Lance Banning argues that within a decade of the creation of the US Constitution the nation was engaged in a bitter battle over the soul of the American Republic (2004) |
In the Preface to his anthology of writings by the Federalists (the "friends of order") and the Jeffersonian Republicans (the "friends of liberty") the late Lance Banning noted that it was a struggle over concepts that are at the core of the American political tradition: popular self-governance, federalism, constitutionalism, and liberty:
Within three years of the inauguration of the new federal Constitution, America’s revolutionary leaders divided bitterly over the policies most appropriate for the infant nation. Within five years, two clashing groups were winning thousands of ordinary voters to their side. Within a decade, the collision had resulted in a full-blown party war.
There has never been another struggle like it. These were the first true parties in the history of the world—the first, that is, to mobilize and organize a large proportion of a mass electorate for a national competition. More than that, these parties argued at a depth and fought with a ferocity that has never been repeated.

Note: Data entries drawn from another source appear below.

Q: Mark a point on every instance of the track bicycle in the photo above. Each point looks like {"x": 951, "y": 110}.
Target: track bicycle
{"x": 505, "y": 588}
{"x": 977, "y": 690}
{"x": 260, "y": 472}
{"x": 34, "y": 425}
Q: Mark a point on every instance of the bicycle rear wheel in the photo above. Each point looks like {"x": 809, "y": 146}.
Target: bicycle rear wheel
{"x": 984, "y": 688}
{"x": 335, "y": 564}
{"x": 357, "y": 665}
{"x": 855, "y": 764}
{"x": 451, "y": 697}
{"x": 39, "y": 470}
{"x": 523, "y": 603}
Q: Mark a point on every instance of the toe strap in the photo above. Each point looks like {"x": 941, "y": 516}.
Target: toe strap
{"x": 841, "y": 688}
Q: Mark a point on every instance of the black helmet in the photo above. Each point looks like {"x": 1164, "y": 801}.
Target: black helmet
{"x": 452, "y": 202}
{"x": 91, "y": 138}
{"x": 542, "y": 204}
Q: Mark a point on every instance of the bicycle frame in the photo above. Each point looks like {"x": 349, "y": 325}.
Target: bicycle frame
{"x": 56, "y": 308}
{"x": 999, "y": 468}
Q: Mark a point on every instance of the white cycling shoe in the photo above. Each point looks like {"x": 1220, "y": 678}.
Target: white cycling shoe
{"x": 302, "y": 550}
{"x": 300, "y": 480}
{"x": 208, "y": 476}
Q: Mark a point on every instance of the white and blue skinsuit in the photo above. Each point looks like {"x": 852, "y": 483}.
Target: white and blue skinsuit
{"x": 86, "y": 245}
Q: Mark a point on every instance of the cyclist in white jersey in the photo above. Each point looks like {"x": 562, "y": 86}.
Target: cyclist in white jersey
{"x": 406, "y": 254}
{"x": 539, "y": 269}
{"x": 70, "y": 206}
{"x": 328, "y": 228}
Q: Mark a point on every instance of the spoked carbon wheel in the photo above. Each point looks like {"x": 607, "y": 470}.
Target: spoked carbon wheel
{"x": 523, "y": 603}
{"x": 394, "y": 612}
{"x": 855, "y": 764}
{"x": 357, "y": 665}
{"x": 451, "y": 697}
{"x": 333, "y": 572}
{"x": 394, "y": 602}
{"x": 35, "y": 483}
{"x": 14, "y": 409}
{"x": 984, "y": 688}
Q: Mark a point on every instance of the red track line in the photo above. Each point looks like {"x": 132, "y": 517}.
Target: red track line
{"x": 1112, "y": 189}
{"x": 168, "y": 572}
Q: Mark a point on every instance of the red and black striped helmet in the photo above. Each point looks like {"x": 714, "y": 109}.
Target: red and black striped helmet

The Federalists and the Jeffersonian Republicans—the friends of order and the friends of liberty as they sometimes called themselves— were both convinced that more than office, more than clashing interests, and more, indeed, than even national policy in the ordinary sense were fundamentally at stake in their quarrel. Their struggle, they believed, was over nothing less profound than the sort of future the United States would have, the sort of nation America was to be. Each regarded the other as a serious threat to what was not yet called the American way. And from their own perspectives, both were right.
Within three years of the inauguration of the new federal Constitution, America’s revolutionary leaders divided bitterly over the policies most appropriate for the infant nation. Within five years, two clashing groups were winning thousands of ordinary voters to their side. Within a decade, the collision had resulted in a full-blown party war.
There has never been another struggle like it. These were the first true parties in the history of the world—the first, that is, to mobilize and organize a large proportion of a mass electorate for a national competition. More than that, these parties argued at a depth and fought with a ferocity that has never been repeated. The Federalists and the Jeffersonian Republicans—the friends of order and the friends of liberty as they sometimes called themselves— were both convinced that more than office, more than clashing interests, and more, indeed, than even national policy in the ordinary sense were fundamentally at stake in their quarrel. Their struggle, they believed, was over nothing less profound than the sort of future the United States would have, the sort of nation America was to be. Each regarded the other as a serious threat to what was not yet called the American way. And from their own perspectives, both were right.
This first great party battle is, of course, completely fascinating for its own sake. Between the framing of the Constitution and the War of 1812, the generation that had made the world’s first democratic revolution set about to put its revolutionary vision into practice on a national stage. This generation was a set of public men whose like has never been seen again. Without significant exception, they believed that the American experiment might well determine whether liberty would spread throughout the world or prove that men were too imperfect to be trusted with a government based wholly on elections. In an age of monarchies and aristocracies, they were experimenting with a governmental system—both republican and federal—unprecedented in the world. They had a never-tested and, in several respects, a quite unfinished Constitution to complete. They represented vastly different regions, and they had profoundly different visions of the nature of a sound republic. To understand why they divided and how they created the first modern parties is a captivating object in itself. It is the more worthwhile because not even in the years preceding Independence or during the debate about adoption of the Constitution have better democratic statesmen argued more profoundly over concepts that are at the core of the American political tradition: popular self-governance, federalism, constitutionalism, liberty, and the rest. Perhaps they still have much to teach about the system they bequeathed us, along with entertaining stories of our roots.